We need rain. The month is half over and we’ve had only a fifth of the normal September average. There have been a number of dry blows, a threatening of moisture but very little precipitation. The shrubs and trees are O.K but some flowers look unhappy. Green leaves are appearing on the weeping elm next door, a stunning tree at any time of the year. The camellias are past their best. Anne has a superb crop of rocket. I noticed the first white butterfly of the season so we had better gorge ourselves on the tasty green before the caterpillars wreck their havoc.

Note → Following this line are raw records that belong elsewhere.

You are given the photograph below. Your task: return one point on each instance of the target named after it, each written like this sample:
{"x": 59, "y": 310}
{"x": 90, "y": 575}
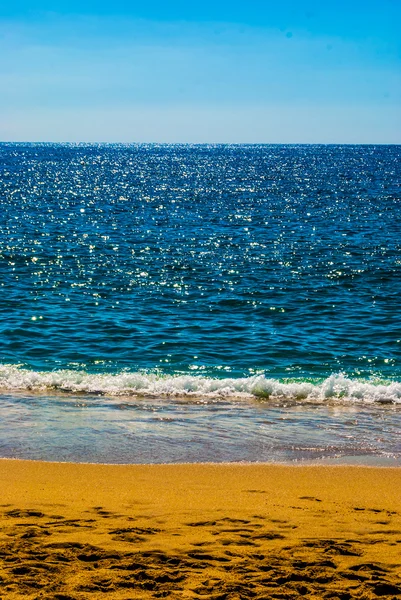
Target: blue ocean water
{"x": 202, "y": 280}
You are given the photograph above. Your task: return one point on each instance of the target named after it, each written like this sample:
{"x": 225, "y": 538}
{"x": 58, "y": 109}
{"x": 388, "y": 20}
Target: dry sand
{"x": 73, "y": 531}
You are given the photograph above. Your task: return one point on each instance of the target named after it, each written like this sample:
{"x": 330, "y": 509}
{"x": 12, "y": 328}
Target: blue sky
{"x": 289, "y": 72}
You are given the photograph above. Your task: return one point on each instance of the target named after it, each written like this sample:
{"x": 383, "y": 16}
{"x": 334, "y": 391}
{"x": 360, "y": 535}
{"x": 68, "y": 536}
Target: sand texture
{"x": 199, "y": 531}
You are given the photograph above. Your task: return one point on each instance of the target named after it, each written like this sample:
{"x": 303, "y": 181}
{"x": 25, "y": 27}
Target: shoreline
{"x": 215, "y": 530}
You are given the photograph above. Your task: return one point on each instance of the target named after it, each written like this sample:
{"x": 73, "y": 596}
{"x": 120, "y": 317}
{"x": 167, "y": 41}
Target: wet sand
{"x": 74, "y": 531}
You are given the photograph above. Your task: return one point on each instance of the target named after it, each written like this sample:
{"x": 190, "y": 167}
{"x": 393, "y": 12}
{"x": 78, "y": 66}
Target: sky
{"x": 211, "y": 71}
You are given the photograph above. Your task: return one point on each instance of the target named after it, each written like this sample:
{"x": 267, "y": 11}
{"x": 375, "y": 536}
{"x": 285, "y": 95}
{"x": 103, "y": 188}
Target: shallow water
{"x": 122, "y": 430}
{"x": 220, "y": 285}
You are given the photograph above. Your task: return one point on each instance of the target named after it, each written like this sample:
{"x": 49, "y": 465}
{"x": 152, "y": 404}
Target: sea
{"x": 197, "y": 303}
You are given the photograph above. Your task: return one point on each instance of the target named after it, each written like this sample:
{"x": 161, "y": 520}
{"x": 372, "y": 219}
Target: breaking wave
{"x": 151, "y": 385}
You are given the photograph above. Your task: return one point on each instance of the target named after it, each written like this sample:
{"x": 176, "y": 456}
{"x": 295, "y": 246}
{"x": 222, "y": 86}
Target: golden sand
{"x": 73, "y": 531}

Amongst my birthday presents was a copy of Fiona Kidman’s Beside the Dark Pool, her second volume of memoir. Talleyrand has been put aside as I burn though the memoir. I’m loving it. Both volumes describe a writer’s evolution. Last night I put the book down having accompanied Fiona on her first overseas trip to England, Paris, Greece, Nova Scotia and New York – researching background for her novel about the Waipu settlement. The section ends with a moving description of being home again. I found myself with tears in my eyes. Kipling’s line sprang to mind – ‘all earth to roam, one place to love.’
Phil Goff has said sorry for the mistakes of the Fifth Labour Government’s last term. I suppose he has to distance himself from Helen Clark but I hope he doesn’t go on abjectly. Admit mistakes yes, but don’t grovel and don’t prolong the process. John Key is still enjoying the electoral honeymoon. It is the nature of the system.